In der Münchner Rechtsmedizin werden die sterblichen Überreste obduziert. Sabine Grüneklee hat um ihr Leben gekämpft, wurde am Ende mit einem nicht mehr identifizierbaren Gegenstand erschlagen, offenbar auch sexuell missbraucht und ihrer Reiseschecks beraubt. Vermutlich ist die Französin Celine Opfer desselben Mörders geworden. Denn auch sie war im Park gewesen und nicht mehr zurückgekehrt. Die Familien der beiden Frauen gehen durch die Hölle: „Man versucht zu überleben. Man zwingt sich zum Essen, zum Weiterleben. Es ist sehr schwer“, beschreibt Celines Schwester ihre Situation.

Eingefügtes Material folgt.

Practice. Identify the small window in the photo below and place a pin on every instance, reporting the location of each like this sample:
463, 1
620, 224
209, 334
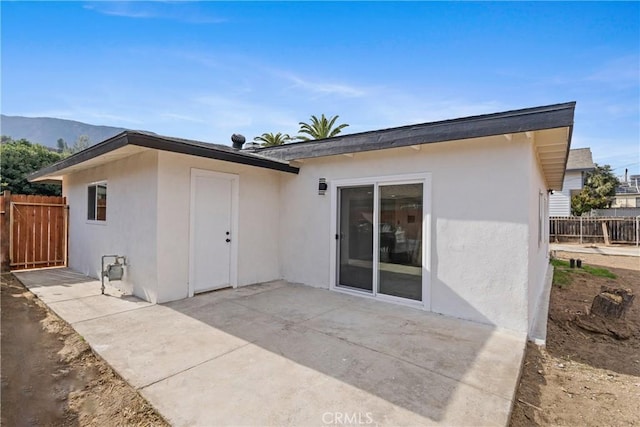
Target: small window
97, 202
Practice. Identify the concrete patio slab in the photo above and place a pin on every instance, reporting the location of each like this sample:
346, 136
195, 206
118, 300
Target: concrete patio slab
285, 354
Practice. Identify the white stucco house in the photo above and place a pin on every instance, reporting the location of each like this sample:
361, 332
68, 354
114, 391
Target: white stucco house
580, 162
399, 219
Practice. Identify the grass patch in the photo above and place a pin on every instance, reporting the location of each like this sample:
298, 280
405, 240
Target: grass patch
600, 272
562, 273
561, 277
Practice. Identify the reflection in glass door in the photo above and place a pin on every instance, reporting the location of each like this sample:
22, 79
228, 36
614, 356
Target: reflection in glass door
355, 234
389, 216
400, 251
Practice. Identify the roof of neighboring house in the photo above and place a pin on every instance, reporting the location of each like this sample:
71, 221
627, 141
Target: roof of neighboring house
580, 159
548, 127
129, 142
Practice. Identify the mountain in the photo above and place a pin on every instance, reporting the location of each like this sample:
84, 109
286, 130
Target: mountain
47, 130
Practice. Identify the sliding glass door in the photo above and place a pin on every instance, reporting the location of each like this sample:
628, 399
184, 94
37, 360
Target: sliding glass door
380, 232
355, 234
400, 260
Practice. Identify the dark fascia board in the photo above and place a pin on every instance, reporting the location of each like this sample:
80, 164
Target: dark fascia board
174, 145
524, 120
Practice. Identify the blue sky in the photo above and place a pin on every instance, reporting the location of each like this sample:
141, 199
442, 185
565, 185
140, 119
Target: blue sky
205, 70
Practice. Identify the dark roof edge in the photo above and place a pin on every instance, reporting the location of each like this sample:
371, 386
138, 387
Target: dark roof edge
195, 148
158, 142
514, 121
113, 143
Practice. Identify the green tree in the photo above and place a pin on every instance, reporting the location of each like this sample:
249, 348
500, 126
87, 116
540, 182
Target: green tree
320, 128
270, 139
62, 146
82, 143
20, 158
598, 191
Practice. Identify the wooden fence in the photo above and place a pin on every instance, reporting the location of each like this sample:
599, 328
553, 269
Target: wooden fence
594, 230
34, 231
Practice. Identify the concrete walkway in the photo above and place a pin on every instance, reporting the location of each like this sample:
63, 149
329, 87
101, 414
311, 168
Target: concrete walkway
284, 354
593, 249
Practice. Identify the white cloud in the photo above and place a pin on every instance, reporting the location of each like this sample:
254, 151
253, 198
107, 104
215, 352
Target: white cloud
181, 11
620, 73
322, 88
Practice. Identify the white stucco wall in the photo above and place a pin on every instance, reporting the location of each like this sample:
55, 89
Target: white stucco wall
258, 223
480, 223
130, 229
560, 201
538, 250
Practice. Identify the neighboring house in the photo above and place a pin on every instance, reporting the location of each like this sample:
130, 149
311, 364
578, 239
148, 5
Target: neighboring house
399, 219
578, 164
628, 193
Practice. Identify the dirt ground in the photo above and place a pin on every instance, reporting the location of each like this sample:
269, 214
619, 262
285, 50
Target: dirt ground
583, 378
50, 377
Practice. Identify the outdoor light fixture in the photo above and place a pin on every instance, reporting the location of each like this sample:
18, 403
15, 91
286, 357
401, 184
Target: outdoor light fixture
322, 186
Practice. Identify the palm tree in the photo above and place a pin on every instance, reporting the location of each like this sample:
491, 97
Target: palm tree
269, 139
320, 128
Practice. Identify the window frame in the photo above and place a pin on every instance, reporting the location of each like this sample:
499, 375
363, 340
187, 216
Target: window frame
93, 219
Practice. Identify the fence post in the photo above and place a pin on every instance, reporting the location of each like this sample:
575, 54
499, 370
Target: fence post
581, 229
5, 226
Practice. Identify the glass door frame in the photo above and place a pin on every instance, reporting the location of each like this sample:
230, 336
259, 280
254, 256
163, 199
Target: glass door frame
377, 181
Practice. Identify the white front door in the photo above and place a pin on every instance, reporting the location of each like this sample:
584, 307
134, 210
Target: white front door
211, 230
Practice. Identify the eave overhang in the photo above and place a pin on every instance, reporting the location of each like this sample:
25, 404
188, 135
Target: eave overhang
131, 142
536, 122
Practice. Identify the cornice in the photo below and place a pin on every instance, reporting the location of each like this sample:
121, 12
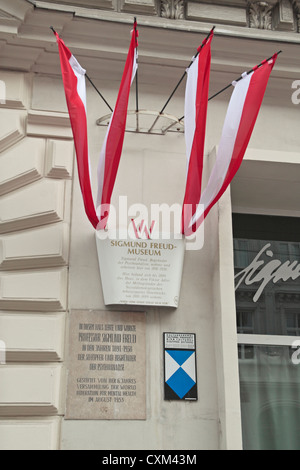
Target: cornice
99, 39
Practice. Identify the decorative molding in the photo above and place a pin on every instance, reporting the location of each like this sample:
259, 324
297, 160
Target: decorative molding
30, 434
172, 9
44, 247
12, 127
35, 291
143, 7
21, 164
37, 204
55, 125
30, 390
30, 337
213, 13
59, 159
260, 14
296, 5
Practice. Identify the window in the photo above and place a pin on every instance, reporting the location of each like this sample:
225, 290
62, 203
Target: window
267, 277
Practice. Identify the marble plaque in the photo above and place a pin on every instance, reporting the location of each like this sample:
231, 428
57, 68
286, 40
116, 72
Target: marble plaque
106, 366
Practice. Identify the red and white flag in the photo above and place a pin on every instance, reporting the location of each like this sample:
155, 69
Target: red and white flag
239, 123
196, 101
112, 148
75, 90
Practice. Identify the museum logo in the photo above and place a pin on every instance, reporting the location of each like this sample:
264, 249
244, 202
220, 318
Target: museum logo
296, 94
160, 222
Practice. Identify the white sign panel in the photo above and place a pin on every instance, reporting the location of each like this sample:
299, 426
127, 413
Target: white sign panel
141, 272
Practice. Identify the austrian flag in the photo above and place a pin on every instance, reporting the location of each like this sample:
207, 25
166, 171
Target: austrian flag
75, 90
112, 148
240, 120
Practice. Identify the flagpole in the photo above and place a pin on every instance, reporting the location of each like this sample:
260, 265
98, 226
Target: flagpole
240, 78
230, 84
94, 86
136, 82
181, 79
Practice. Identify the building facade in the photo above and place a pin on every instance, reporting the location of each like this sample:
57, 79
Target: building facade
247, 370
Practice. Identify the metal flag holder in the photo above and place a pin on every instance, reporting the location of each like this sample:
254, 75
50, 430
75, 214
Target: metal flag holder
141, 122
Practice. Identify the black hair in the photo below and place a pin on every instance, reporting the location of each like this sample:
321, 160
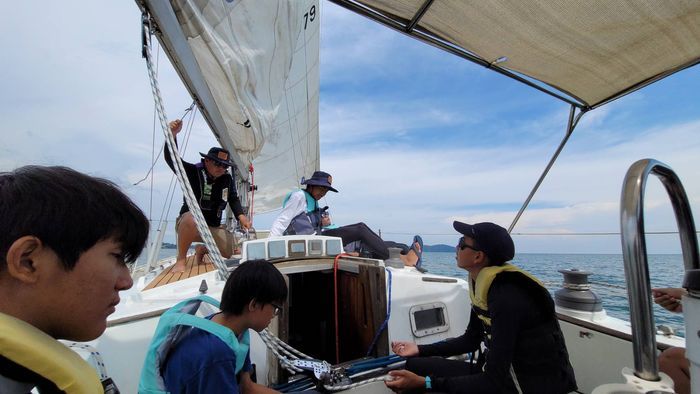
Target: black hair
257, 280
69, 212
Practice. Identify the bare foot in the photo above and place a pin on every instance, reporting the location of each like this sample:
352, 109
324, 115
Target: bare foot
179, 266
199, 252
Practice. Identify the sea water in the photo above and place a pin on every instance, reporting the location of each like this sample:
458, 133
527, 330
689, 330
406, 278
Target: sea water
607, 279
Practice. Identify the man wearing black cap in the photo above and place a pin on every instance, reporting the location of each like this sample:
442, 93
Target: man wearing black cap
213, 187
301, 215
512, 313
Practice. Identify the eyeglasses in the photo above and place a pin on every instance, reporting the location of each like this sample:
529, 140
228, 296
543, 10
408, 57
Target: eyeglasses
462, 245
278, 309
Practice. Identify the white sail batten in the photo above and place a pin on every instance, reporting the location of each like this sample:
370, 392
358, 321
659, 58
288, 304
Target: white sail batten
260, 68
195, 209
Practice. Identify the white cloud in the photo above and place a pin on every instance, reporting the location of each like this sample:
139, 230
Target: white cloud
75, 93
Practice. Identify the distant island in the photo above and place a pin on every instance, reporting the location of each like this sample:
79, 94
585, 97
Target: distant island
439, 248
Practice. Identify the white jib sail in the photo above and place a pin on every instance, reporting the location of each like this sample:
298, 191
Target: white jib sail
260, 61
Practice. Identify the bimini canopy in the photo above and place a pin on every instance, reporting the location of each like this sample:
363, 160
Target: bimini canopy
585, 53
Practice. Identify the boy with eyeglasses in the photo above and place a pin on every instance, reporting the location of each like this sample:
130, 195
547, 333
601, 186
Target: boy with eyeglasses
512, 314
190, 355
213, 188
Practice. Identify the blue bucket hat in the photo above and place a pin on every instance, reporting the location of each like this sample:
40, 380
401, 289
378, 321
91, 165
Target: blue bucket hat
219, 155
320, 178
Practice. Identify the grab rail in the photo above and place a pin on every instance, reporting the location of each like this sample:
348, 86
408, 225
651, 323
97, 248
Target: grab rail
634, 252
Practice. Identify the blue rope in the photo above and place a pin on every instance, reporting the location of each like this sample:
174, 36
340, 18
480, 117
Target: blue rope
373, 363
386, 321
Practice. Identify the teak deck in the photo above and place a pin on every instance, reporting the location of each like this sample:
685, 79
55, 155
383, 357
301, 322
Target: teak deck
191, 269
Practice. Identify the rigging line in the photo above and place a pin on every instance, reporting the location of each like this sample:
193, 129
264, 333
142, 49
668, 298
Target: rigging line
292, 130
171, 188
202, 227
153, 144
153, 141
306, 64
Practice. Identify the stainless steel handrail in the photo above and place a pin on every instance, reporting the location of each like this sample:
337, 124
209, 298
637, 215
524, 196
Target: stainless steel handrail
634, 252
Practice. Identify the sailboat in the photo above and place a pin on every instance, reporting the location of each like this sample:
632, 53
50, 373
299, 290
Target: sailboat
371, 292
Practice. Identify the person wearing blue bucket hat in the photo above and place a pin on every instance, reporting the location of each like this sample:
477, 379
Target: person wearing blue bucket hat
301, 214
512, 315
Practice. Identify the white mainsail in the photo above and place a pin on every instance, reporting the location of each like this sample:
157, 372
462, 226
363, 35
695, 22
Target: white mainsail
252, 65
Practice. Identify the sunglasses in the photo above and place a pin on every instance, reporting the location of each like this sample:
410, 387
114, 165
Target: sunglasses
462, 245
222, 165
278, 309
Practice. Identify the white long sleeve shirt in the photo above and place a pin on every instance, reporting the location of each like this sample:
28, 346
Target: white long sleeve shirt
295, 205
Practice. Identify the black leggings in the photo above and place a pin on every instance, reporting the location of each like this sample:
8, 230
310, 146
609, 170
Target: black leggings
360, 232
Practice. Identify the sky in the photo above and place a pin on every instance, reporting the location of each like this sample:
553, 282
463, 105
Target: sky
415, 138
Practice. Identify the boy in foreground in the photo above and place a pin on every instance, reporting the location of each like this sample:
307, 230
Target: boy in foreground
191, 354
65, 240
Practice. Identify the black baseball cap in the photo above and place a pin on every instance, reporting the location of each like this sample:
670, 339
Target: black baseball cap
491, 238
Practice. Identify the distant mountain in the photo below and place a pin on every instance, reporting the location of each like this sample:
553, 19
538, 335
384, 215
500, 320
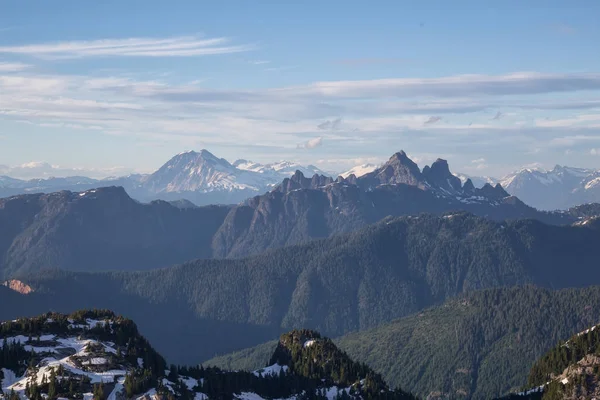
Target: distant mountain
96, 354
480, 345
101, 229
345, 283
359, 170
278, 170
105, 229
302, 208
198, 177
478, 181
559, 188
569, 370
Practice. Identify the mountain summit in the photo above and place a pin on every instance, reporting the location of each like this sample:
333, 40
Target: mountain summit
201, 171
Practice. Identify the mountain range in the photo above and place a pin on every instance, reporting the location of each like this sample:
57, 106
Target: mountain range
106, 229
480, 345
557, 189
349, 282
98, 355
198, 177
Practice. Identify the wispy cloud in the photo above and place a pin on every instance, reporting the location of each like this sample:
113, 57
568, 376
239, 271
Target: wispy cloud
330, 125
563, 28
370, 61
284, 68
13, 67
38, 169
497, 116
311, 144
181, 46
432, 120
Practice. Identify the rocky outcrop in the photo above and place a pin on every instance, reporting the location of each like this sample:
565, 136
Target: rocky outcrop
18, 286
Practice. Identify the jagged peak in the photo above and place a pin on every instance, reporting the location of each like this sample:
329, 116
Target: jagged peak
468, 186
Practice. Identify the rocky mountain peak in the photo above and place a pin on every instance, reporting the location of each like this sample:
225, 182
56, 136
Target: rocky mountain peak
399, 169
439, 175
494, 192
299, 181
468, 187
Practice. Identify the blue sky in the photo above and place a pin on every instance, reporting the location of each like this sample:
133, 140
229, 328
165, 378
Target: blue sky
113, 87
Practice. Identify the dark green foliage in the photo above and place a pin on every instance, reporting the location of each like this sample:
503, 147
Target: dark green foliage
564, 354
345, 283
482, 344
102, 230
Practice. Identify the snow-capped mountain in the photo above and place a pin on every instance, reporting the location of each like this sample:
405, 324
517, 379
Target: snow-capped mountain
98, 355
478, 181
278, 170
559, 188
359, 170
202, 172
199, 177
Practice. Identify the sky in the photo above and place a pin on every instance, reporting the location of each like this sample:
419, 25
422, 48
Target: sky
114, 87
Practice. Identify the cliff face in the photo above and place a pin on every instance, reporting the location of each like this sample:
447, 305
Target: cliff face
18, 286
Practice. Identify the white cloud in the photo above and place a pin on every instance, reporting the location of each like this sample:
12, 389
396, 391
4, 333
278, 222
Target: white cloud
13, 67
181, 46
432, 120
312, 143
38, 169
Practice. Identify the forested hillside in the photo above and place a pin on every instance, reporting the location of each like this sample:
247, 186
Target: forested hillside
478, 346
104, 229
351, 282
100, 229
98, 355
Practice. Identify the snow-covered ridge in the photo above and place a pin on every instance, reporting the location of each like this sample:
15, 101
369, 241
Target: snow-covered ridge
359, 170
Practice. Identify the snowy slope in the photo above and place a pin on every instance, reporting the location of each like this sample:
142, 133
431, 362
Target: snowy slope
359, 170
202, 171
278, 170
559, 188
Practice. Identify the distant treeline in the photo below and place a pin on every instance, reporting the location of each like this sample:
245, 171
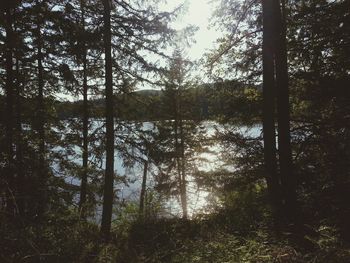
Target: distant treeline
221, 101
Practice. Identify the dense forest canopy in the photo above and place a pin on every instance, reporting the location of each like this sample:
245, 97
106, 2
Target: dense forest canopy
240, 156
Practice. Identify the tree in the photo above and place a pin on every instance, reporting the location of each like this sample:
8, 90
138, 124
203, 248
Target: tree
109, 174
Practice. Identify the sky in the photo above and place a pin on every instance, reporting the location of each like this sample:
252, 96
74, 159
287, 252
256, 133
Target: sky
198, 14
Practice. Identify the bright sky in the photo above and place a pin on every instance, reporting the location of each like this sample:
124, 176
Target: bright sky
198, 14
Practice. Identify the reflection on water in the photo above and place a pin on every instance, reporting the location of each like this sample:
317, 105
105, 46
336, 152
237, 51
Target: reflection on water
130, 192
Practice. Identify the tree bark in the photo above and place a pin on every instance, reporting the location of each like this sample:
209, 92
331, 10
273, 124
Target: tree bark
109, 173
143, 189
9, 168
270, 162
21, 179
84, 176
283, 113
41, 119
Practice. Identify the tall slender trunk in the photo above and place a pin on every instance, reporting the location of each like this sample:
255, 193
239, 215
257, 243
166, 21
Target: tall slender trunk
21, 180
183, 189
9, 169
179, 154
143, 189
41, 119
270, 161
283, 113
109, 173
84, 176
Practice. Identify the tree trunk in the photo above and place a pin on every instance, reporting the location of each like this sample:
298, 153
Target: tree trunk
109, 173
41, 119
283, 113
84, 176
9, 167
270, 161
143, 189
21, 180
183, 190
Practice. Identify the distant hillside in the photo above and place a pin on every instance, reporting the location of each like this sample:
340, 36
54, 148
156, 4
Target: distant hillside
220, 100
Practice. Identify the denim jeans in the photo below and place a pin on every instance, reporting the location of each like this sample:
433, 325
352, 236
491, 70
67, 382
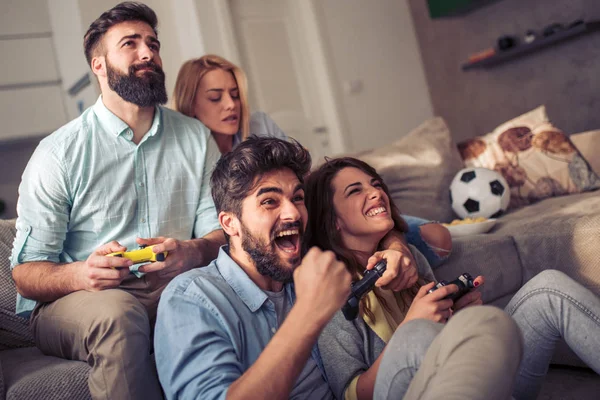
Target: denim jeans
474, 356
547, 308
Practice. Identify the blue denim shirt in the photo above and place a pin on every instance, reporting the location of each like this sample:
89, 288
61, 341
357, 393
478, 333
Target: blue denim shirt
213, 323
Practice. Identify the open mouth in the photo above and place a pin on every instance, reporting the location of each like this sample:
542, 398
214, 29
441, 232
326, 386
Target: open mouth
288, 241
231, 118
376, 211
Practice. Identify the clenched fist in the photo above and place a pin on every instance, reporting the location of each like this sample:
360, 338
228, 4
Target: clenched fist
322, 284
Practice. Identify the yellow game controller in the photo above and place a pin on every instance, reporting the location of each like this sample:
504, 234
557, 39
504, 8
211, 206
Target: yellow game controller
144, 254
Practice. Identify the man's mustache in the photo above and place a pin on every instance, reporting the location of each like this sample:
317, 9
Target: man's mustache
146, 65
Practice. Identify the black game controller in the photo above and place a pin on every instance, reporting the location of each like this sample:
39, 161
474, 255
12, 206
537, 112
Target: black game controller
464, 283
362, 287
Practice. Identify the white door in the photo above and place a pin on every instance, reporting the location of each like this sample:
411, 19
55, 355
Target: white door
276, 56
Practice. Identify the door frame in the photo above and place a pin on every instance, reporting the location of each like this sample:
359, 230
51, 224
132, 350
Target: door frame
307, 18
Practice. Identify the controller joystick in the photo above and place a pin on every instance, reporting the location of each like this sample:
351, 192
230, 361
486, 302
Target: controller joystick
143, 254
464, 283
362, 287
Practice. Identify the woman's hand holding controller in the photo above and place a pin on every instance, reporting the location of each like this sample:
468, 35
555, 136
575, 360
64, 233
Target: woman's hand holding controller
472, 298
432, 306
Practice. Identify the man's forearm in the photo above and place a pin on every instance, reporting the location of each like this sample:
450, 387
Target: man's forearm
394, 240
46, 281
283, 358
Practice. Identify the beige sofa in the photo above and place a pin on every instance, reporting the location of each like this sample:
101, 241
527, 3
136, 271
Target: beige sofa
25, 373
560, 233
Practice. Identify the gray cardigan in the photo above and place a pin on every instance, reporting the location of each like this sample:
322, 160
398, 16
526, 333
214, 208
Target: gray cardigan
349, 348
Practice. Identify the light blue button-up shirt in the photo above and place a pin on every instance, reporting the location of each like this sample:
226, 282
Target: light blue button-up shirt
88, 184
212, 325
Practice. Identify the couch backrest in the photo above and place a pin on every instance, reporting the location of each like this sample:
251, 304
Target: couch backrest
14, 330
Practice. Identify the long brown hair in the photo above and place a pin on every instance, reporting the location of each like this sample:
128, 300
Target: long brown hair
322, 221
188, 80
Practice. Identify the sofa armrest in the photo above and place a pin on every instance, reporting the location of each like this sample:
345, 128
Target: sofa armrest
588, 144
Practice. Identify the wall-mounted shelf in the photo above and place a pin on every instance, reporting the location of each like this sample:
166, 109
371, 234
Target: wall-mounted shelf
538, 44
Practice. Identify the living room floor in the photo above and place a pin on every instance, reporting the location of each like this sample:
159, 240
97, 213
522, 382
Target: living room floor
570, 383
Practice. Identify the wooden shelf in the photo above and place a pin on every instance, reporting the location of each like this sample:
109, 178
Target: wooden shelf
538, 44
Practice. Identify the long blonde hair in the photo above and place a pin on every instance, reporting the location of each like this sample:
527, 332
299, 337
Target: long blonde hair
189, 77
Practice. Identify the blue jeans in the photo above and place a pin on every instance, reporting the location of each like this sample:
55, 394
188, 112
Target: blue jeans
475, 356
549, 307
413, 236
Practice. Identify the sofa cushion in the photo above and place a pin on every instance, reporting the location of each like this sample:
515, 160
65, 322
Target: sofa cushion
418, 169
536, 159
14, 330
33, 375
558, 233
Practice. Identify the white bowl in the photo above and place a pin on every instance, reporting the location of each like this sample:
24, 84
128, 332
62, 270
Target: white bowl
471, 229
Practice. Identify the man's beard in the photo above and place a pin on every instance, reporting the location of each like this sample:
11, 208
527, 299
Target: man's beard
145, 90
264, 255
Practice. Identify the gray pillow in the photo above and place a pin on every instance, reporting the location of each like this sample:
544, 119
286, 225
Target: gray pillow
418, 169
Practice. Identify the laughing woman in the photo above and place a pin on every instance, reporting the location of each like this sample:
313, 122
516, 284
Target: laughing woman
214, 91
350, 210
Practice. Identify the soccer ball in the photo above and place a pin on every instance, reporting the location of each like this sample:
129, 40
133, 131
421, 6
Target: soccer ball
479, 192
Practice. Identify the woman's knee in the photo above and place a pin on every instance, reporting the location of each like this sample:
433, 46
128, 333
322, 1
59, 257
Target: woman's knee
437, 237
488, 321
414, 337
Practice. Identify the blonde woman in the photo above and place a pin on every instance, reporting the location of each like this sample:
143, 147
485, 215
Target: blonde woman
215, 91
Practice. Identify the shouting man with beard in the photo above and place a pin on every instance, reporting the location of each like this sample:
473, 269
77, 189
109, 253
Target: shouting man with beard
126, 173
238, 328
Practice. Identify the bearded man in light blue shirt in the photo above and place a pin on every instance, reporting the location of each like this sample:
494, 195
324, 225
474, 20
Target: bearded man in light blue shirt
126, 173
235, 329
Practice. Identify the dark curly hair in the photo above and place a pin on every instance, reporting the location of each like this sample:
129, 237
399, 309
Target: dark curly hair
126, 11
237, 173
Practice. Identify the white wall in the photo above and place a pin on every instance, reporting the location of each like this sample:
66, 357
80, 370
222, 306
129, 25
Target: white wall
30, 91
377, 68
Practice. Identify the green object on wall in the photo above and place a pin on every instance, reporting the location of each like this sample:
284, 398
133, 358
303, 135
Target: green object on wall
444, 8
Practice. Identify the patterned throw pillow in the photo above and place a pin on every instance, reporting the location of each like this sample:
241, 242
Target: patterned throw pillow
537, 159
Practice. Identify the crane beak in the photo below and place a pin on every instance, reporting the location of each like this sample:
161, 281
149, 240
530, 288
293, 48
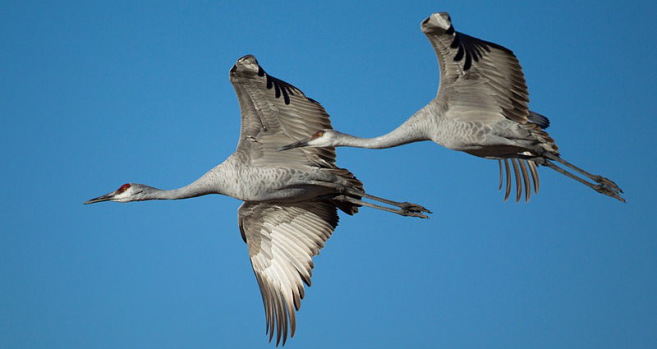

Mörder wird wohl nie gefasst Die Theorie vom Serientäter erhärtet sich, als sich aus Berlin die Ärztin Nadine Müller (32) meldet. Sie war im Frühjahr 2005 im Reservat und am Tempel gewesen. Allein, genau wie Celine und Sabine. Auf dem Rückweg durch den Wald sieht sie einen Mann in einem gelben T-Shirt am Wegesrand sitzen. Plötzlich steht er auf, verfolgt sie, reißt sie zu Boden: „Der war wie ein Tier, er biss mich in die Oberlippe,“ schildert die junge Ärztin ihr Martyrium. Im abschüssigen Gelände rutscht er aber ab und muss die benommene Frau loslassen. In Todesangst rast Nadine den Bergpfad hinab – und kann entkommen. Sie ist heute glückliche Mutter, denkt noch oft an Celine und Sabine: „Ich habe irgendwie das Gefühl, ich lebe mein Leben für die beiden mit.“
Dass der Mörder jemals gefasst wird, ist eher unwahrscheinlich. „Es fehlt halt in Nepal an Datenbanken, an Technik und Erfahrung“, sagt Peter Boie. Die Münchner Mordkommission wird auch diesen ungeklärten Fall niemals aufgeben. Vielleicht hilft eines Tages ein Zufall, wird der Täter doch noch gefasst. Das wäre der größte Wunsch der Angehörigen. Denn erst dann können sie eines Tages vielleicht wieder Ruhe finden.